For months, years even, I’ve seen the cries echo across the internet: "My Mac is slow!" "Logi Options+ is eating all my memory!" And I've seen it firsthand. Just check my Activity Monitor. One minute, Logi Options+ is behaving itself at a respectable ~167 MB (see attached screenshot – a rare moment of sanity). The next? It's gorging itself on 3GB, 4GB, sometimes even north of 4GB of RAM. Four. Giga. Bytes. For a mouse and keyboard utility! That's not a feature; that's a hostile takeover of your system resources.
Let's put this into perspective, because numbers don't lie. When you buy a new Mac Mini, moving from 16GB of unified memory to 24GB costs you an additional $200 (screenshot attached). Think about that. Apple charges you $200 for 8GB of their fancy, integrated, high-performance unified memory.
Meanwhile, Logitech's software is casually consuming half of that, or more, for free. Or rather, not for free, but for the cost of your machine's performance, your battery life, and your sanity as you constantly force-quit and restart their bloated app just to get your computer to breathe again.

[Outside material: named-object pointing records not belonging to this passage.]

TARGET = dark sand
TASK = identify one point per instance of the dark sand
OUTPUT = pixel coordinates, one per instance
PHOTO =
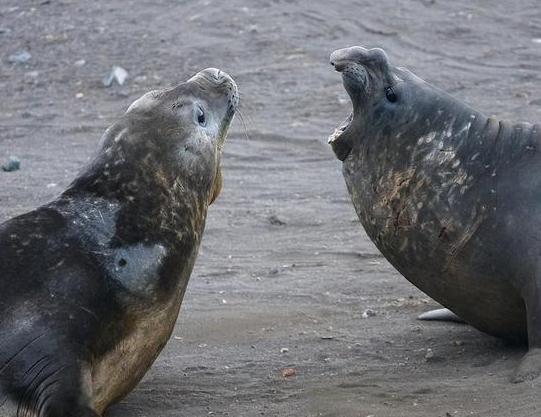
(298, 284)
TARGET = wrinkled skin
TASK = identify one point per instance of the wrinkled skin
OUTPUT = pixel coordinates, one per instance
(450, 197)
(91, 283)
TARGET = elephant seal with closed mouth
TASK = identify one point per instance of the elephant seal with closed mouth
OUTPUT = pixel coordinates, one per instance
(450, 197)
(91, 283)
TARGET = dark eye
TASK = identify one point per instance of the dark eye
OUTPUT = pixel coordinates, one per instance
(391, 96)
(201, 116)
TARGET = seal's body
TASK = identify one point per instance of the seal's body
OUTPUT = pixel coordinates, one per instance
(450, 197)
(91, 283)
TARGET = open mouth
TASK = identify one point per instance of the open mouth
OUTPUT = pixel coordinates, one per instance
(339, 139)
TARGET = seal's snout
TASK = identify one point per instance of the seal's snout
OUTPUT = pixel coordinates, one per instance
(341, 58)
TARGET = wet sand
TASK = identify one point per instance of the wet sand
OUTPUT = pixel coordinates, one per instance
(284, 261)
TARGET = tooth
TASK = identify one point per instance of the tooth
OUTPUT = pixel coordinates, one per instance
(334, 135)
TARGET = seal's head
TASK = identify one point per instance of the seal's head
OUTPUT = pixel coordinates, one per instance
(386, 100)
(171, 138)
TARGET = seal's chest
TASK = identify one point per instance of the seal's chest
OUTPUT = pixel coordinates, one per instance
(116, 373)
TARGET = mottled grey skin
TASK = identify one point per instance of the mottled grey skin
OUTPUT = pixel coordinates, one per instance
(91, 283)
(450, 197)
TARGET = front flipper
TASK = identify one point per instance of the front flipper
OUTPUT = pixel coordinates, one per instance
(529, 367)
(440, 314)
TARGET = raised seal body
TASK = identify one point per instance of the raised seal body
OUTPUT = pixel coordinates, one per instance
(91, 283)
(450, 197)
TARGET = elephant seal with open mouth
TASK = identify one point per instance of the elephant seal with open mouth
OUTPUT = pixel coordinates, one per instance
(91, 283)
(450, 197)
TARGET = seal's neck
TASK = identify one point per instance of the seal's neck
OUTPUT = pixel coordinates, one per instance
(155, 202)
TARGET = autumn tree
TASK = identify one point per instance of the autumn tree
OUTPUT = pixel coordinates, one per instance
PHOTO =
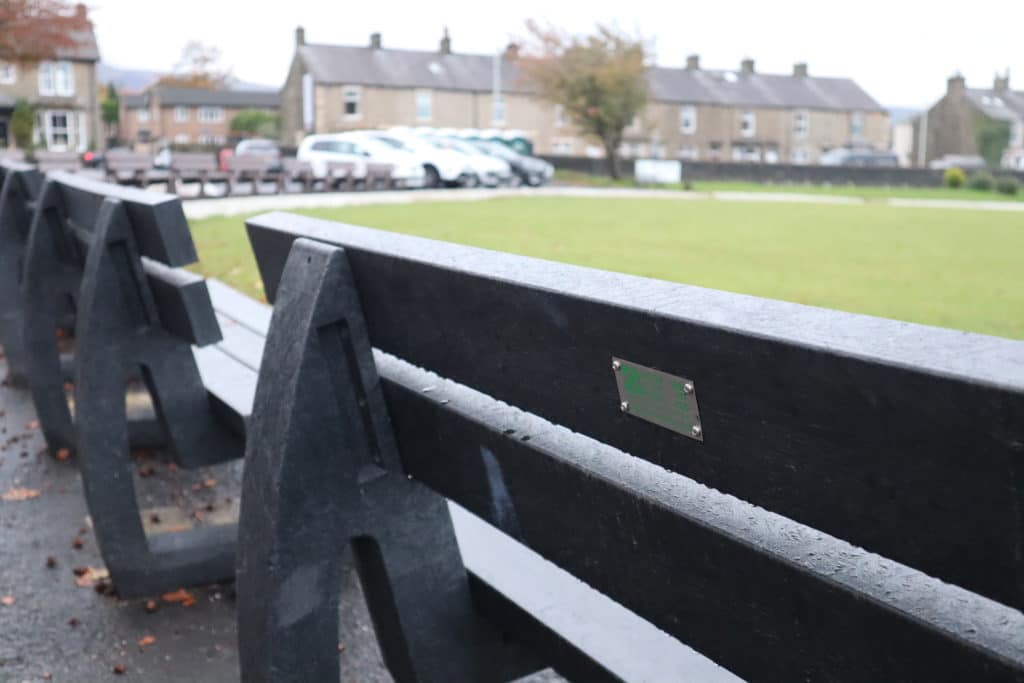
(199, 68)
(39, 29)
(599, 80)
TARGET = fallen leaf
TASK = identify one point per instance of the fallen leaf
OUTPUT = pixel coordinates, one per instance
(20, 494)
(181, 595)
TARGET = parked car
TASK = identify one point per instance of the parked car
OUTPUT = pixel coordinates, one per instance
(526, 170)
(488, 171)
(260, 146)
(441, 166)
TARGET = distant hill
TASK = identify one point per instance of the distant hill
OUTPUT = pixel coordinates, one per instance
(133, 80)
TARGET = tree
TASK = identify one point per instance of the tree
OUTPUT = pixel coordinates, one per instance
(255, 122)
(39, 29)
(992, 138)
(199, 68)
(600, 80)
(23, 121)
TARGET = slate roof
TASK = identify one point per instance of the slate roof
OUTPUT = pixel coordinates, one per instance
(173, 96)
(419, 69)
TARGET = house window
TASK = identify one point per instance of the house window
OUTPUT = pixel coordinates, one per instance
(748, 124)
(857, 125)
(424, 105)
(498, 110)
(689, 153)
(56, 79)
(687, 120)
(8, 73)
(801, 123)
(211, 114)
(352, 102)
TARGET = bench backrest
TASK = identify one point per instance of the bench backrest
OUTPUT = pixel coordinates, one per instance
(843, 430)
(194, 162)
(57, 161)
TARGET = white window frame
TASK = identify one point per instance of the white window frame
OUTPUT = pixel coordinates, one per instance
(687, 120)
(499, 116)
(351, 94)
(8, 73)
(424, 104)
(801, 123)
(56, 79)
(210, 114)
(748, 123)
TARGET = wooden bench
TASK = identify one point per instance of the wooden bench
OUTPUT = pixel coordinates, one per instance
(252, 168)
(57, 161)
(110, 257)
(19, 185)
(195, 167)
(133, 168)
(798, 494)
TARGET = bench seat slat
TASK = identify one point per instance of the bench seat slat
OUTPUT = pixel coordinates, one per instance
(904, 439)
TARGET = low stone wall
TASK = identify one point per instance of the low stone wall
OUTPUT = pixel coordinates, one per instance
(778, 173)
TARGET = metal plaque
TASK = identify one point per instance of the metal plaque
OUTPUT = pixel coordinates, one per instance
(667, 400)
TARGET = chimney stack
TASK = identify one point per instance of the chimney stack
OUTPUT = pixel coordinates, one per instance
(955, 85)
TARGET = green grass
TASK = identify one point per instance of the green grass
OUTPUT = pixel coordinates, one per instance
(960, 268)
(869, 194)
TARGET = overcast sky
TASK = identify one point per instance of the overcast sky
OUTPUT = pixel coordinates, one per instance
(901, 51)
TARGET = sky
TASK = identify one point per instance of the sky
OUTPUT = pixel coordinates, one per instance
(901, 51)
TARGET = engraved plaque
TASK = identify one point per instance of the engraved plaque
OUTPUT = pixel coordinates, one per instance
(667, 400)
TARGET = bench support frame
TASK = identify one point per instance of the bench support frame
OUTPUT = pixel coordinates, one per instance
(323, 469)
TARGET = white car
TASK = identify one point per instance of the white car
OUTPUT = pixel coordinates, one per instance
(320, 150)
(441, 166)
(489, 171)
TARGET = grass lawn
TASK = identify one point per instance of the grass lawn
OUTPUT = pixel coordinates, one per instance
(869, 194)
(962, 269)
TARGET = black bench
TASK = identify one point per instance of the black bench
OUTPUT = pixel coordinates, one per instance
(109, 258)
(722, 496)
(19, 185)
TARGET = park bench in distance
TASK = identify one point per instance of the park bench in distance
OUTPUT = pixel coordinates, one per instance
(19, 185)
(110, 257)
(723, 502)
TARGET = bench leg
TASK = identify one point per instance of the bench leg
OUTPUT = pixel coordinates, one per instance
(323, 471)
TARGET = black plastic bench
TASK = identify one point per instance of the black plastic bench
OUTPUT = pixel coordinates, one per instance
(798, 494)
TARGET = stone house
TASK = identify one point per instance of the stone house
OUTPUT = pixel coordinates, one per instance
(62, 90)
(693, 114)
(951, 125)
(164, 114)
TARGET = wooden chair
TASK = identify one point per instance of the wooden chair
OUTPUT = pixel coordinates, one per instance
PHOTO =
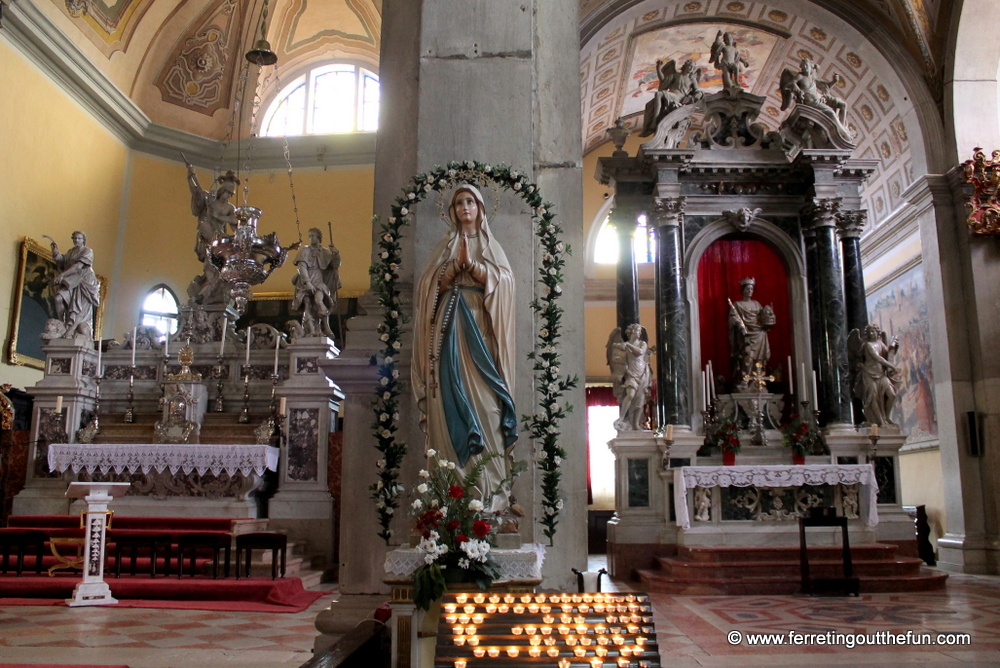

This isn't a minor bug. This is a fundamental flaw that's been unaddressed for far too long. It's a memory leak of epic proportions, turning what should be a utility into a resource-guzzling monster. And what's the solution offered by Logitech? Crickets, mostly, or vague promises of future fixes that never quite stick. Users are left to suffer, or find their own clumsy workarounds.
Here's my modest proposal, and I don't think it's unreasonable: Logitech basically owes every user affected by this egregious RAM leak $100.
Why $100? Because if 8GB of unified memory costs $200, and Logi Options+ is regularly hogging half that amount (4GB), then they are effectively costing you half of what you'd pay for a legitimate memory upgrade – without providing any actual benefit. They're making your expensive computer perform like it has less RAM than it actually does. They are degrading the user experience to the tune of a tangible, calculable cost.
This isn't just about software; it's about responsibility. When you sell a product that relies on companion software, that software should enhance, not cripple, the user experience. Logitech has sold millions of devices that rely on this software. The accumulated cost of this memory leak to its user base, in terms of lost productivity and frustration, is immense.
So, Logitech, it's time to put your money where your memory leak is. Either fix your damn software so it doesn't act like a RAM vampire, or start sending out some compensation. A $100 credit for every registered Logi Options+ user experiencing these issues seems like a fair starting point. After all, if they can't manage their memory, maybe they can manage a refund.